Movie
D Is for Distance
Tropes in this movie
The System Is Rigged
mediumThe NHS, an institution meant to protect the family, is depicted as rigidly bureaucratic and offering little help for Louis's condition. The family must bypass official channels entirely, seeking alternative treatments in Rotterdam. Working within the system fails, and meaningful progress comes only from operating outside it.
About this trope: Institutions meant to protect people — governments, corporations, law enforcement, the justice system — are depicted as corrupt, incompetent, or actively harmful. Heroes must work outside official channels.
Humans Never Give Up
highLouis faces a rare, seemingly incurable epilepsy that erases his memories and leaves him severely debilitated — objectively hopeless circumstances. The family refuses to surrender, persistently searching for treatment despite institutional failure. Louis's ability to undertake the Sápmi journey and his triumph against adversity are framed as a beacon of hope. Hope persists when medical logic says it shouldn't.

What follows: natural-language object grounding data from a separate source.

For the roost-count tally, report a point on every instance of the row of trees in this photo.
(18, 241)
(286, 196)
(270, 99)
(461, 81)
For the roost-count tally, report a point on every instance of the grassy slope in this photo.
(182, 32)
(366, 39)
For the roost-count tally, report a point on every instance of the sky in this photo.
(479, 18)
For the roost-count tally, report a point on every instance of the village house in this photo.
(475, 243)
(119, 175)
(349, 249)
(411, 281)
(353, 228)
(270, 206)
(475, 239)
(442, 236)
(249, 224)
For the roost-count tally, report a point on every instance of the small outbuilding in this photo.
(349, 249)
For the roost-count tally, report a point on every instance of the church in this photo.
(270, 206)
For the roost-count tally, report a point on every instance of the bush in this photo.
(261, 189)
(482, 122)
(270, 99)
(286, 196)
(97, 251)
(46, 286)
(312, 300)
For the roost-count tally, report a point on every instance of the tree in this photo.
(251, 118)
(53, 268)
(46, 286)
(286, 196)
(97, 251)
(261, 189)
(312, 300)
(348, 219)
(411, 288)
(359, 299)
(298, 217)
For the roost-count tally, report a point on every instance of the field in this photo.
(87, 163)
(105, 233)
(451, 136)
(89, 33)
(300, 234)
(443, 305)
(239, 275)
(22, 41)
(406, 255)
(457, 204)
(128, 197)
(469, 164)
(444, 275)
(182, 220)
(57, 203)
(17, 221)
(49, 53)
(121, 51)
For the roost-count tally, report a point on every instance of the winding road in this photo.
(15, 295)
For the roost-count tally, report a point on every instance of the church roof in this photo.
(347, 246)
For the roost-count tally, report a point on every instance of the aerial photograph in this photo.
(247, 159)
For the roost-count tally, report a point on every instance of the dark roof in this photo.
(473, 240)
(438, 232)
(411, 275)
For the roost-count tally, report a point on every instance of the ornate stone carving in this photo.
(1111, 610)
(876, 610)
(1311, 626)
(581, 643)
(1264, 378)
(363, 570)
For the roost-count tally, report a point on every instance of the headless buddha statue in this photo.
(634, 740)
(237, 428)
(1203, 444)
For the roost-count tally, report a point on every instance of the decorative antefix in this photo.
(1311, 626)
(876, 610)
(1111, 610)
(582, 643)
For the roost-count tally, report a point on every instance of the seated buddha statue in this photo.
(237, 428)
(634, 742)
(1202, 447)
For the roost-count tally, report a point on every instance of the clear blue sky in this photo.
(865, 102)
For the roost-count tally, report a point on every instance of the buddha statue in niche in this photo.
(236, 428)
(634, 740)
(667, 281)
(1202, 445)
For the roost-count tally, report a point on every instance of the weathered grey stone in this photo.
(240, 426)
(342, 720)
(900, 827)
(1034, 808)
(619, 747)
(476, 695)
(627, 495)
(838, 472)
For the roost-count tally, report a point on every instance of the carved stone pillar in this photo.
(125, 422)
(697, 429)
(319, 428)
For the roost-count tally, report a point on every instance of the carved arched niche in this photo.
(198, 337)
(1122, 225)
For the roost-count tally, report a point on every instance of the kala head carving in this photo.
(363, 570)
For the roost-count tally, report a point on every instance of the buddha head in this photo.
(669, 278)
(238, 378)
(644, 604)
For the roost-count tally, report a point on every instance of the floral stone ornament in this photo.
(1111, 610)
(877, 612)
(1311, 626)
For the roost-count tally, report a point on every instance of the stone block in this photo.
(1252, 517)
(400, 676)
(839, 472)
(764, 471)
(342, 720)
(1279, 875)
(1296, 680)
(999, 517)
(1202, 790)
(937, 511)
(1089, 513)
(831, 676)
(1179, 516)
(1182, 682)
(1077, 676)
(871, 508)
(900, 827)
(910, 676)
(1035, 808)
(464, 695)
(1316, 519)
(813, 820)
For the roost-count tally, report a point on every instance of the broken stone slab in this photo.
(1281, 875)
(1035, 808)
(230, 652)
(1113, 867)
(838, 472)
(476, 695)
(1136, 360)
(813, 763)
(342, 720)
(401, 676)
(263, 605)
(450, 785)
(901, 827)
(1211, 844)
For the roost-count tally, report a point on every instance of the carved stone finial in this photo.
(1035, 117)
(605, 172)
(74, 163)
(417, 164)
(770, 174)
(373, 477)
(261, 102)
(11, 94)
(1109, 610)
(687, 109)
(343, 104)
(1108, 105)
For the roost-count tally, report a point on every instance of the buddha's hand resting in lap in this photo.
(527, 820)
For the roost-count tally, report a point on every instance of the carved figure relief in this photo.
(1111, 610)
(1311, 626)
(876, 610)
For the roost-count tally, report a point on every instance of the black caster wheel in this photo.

About this trope: Facing impossible odds, humans endure, adapt, and find reasons to keep going. Resilience and refusal to surrender is humanity's defining and most admirable trait.
Full plot (spoilers)
D Is for Distance is a documentary essay-film directed by Christopher Petit and Emma Matthews about their son Louis, who at age 12 was struck by a rare and seemingly incurable form of epilepsy that erased his childhood memories and left him severely debilitated. The film uses a montage of contemporary family and travel footage, home videos, and archival clips from early cinema history, narrated in the third person by actress Jodhi May. The main narrative thread follows a trip that Petit and Louis took to Sápmi (northern Scandinavia) to explore its unspoiled countryside — the first such journey in years that Louis was well enough to undertake. Interwoven with this personal story is material from Petit's abandoned project linking American author William S. Burroughs with former CIA chief James Angleton, which serves as a prism to explore Cold War paranoia, the LSD-driven MKUltra mind-control experiments, and shifting medical understandings of epilepsy. The film portrays the family's struggles navigating the rigid bureaucracy of the NHS, which offered little help, and their search for alternative treatment options including in Rotterdam. Louis's own artwork — rich visual depictions of his visionary condition — is incorporated alongside film clips and sound textures. The documentary operates simultaneously on the microcosm of personal pain and the macrocosm of societal decline in an age of post-truth, ultimately functioning as a beacon of hope as Louis triumphs against adversity.